Namespaces
PXP supports namespaces (but they have to be explicitly enabled). In order to simplify the handling of namespace-aware documents PXP applies a transformation to the document which is called "prefix normalization". This transformation ensures that every namespace prefix uniquely identifies a namespace throughout the whole document.
Links to other documentation
Pxp_dtd.namespace_manager
Pxp_dtd.create_namespace_manager
Pxp_dtd.namespace_scope
Pxp_dtd.create_namespace_scope
A namespace is identified by a namespace URI (e.g. something like "http://company.org/namespaces/project1" - note that this URI is simply processed as string, and never looked up by an HTTP access). For brevity of formulation, one has to define a so-called namespace prefix for such a URI. For example:
<x:q xmlns:x="http://company.org/namespaces/project1">...</q>
The "xmlns:x" attribute is special, and declares that for this subtree the prefix "x" is to be used as replacement for the long URI. Here, "x:q" denotes that the element "q" in this namespace "x" is meant.
The problem is now that the URI defines the namespace, and not the prefix. In another subtree you may want to use the prefix "y" for the same namespace. This has always made it difficult to deal with namespaces in XML-processing software.
PXP, however, performs prefix normalization before it returns the tree. This means that all prefixes are changed to a norm prefix for the namespace. This can be the first prefix used for the namespace, or a prefix declared with a PXP extension, or a programmatically declared binding of the norm prefix to the namespace.
In order to use the PXP implementation of namespaces, one has to
set enable_namespace_processing
in the parser configuration, and
to use namespace-aware node implementations. If you don't use extended
node trees, this means to use Pxp_tree_parser.default_namespace_spec
instead of Pxp_tree_parser.default_spec
. A good starting point
to enable all that:
let nsmng = Pxp_dtd.create_namespace_manager()
let config =
{ Pxp_types.default_config with
enable_namespace_processing = Some nsmng
}
let source = ...
let spec = Pxp_tree_parser.default_namespace_spec
let doc = Pxp_tree_parser.parse_document_entity config source spec
let root = doc#root
The namespace-aware implementations of the node
class type define
additional namespace methods like namespace_uri
(see
Pxp_document.node.namespace_uri
). (Although you also could direct
the parser to create non-namespace-aware nodes, this does not make
much sense, as you do not get these special access methods then.)

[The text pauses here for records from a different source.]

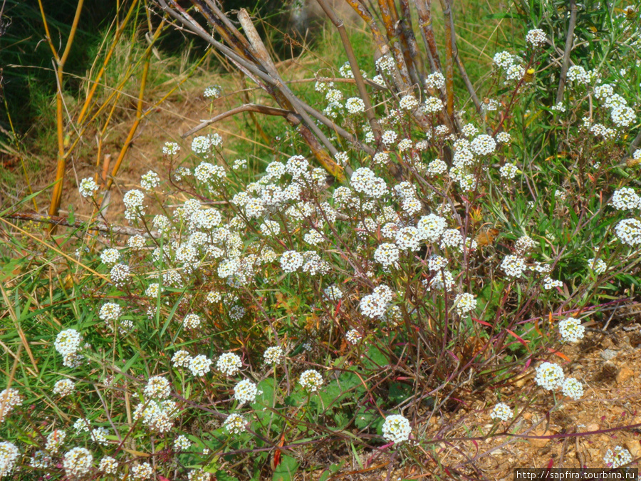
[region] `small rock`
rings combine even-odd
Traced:
[[[624,441],[623,445],[625,449],[630,451],[632,457],[639,457],[641,456],[641,443],[635,439],[628,439]]]
[[[531,433],[530,433],[530,435],[531,435],[531,436],[550,436],[552,434],[553,434],[553,433],[552,433],[550,430],[548,430],[545,433],[543,433],[542,431],[533,431]],[[543,448],[551,440],[550,440],[550,439],[546,439],[546,438],[541,439],[541,438],[531,438],[530,439],[528,440],[528,443],[529,443],[530,445],[532,446],[533,448]]]
[[[630,379],[632,376],[634,376],[635,373],[632,369],[629,368],[626,368],[623,366],[619,370],[619,372],[617,373],[617,383],[620,384],[628,379]]]
[[[605,349],[600,352],[600,356],[605,361],[610,361],[617,356],[617,351],[614,349]]]
[[[601,455],[601,450],[598,448],[588,448],[588,452],[590,453],[590,456],[592,457],[593,460],[599,459]]]

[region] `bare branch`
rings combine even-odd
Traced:
[[[286,110],[282,108],[276,108],[274,107],[267,107],[266,105],[259,105],[255,103],[246,103],[244,105],[232,108],[231,110],[227,110],[226,112],[216,115],[216,117],[210,118],[209,120],[203,120],[196,125],[196,127],[185,132],[181,137],[182,138],[189,137],[199,130],[204,129],[207,125],[211,125],[212,123],[218,122],[219,120],[222,120],[227,117],[231,117],[231,115],[235,115],[236,113],[241,113],[241,112],[257,112],[266,115],[280,115],[281,117],[286,118],[292,123],[298,123],[301,121],[300,115],[291,110]],[[298,120],[296,120],[296,119]]]
[[[70,222],[66,217],[61,217],[57,215],[42,215],[41,214],[33,214],[31,212],[14,212],[7,215],[2,216],[4,219],[18,219],[19,220],[28,220],[32,222],[42,222],[45,224],[51,224],[51,225],[63,225],[67,227],[75,227],[77,229],[83,229],[85,230],[97,230],[100,232],[109,232],[110,234],[119,234],[123,235],[142,235],[143,237],[153,237],[158,239],[161,237],[161,234],[157,231],[146,231],[144,229],[136,229],[135,227],[127,227],[120,225],[107,225],[104,222]]]
[[[342,19],[336,16],[334,11],[327,4],[327,0],[318,0],[320,7],[325,11],[330,21],[334,24],[338,30],[338,34],[340,36],[340,41],[343,42],[343,46],[345,48],[345,53],[348,56],[348,60],[350,62],[350,66],[352,68],[352,73],[354,74],[354,80],[356,81],[356,87],[358,88],[358,93],[363,99],[365,107],[365,115],[368,116],[368,120],[372,128],[372,131],[377,140],[380,138],[381,130],[380,125],[376,120],[376,115],[374,113],[374,108],[372,106],[372,101],[370,100],[370,94],[368,93],[368,89],[365,88],[365,82],[363,81],[363,75],[360,69],[358,68],[358,62],[356,61],[356,56],[354,55],[354,50],[352,48],[352,44],[348,37],[347,32],[345,29],[345,22]]]
[[[572,51],[572,43],[574,41],[574,27],[576,26],[576,0],[570,0],[570,23],[568,24],[568,36],[566,38],[566,50],[563,52],[563,66],[561,68],[561,78],[558,81],[558,90],[556,91],[556,103],[563,100],[563,89],[566,87],[566,78],[570,66],[570,52]]]

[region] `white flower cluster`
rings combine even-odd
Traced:
[[[56,336],[53,347],[63,356],[63,365],[68,368],[76,368],[84,357],[78,353],[83,342],[83,336],[75,329],[65,329]]]
[[[608,264],[605,264],[605,261],[603,259],[595,259],[594,257],[588,259],[588,267],[594,271],[597,275],[603,274],[608,270]]]
[[[627,465],[632,461],[632,455],[621,446],[615,446],[614,450],[609,449],[603,457],[603,462],[613,469]]]
[[[561,387],[564,377],[563,370],[558,364],[544,362],[536,367],[534,382],[543,389],[554,391]]]
[[[617,189],[610,202],[617,210],[632,210],[641,207],[641,197],[631,187]]]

The method namespace_scope
(see
Pxp_document.node.namespace_scope
) allows one to get more
information what happened during prefix normalization. In particular,
it is possible to find out the original prefix in the XML text (which
is also called display prefix), before it was mapped to the
normalized prefix. The namespace_scope
method returns a
Pxp_dtd.namespace_scope
object with additional lookup methods.
Example for prefix normalization
In the following XML snippet the prefix "h" is declared as a shorthand for the XHTML namespace:
<h:html xmlns:h="http://www.w3.org/1999/xhtml">
<h:head>
<h:title>Virtual Library</h:title>
</h:head>
<h:body>
<h:p>Moved to <h:a href="http://vlib.org/">vlib.org</h:a>.</h:p>
</h:body>
</h:html>
In this example, normalization changes nothing, because the prefix "h" has the same meaning thoughout the whole document. However, keep in mind that every author of XHTML documents can freely choose the prefix to use.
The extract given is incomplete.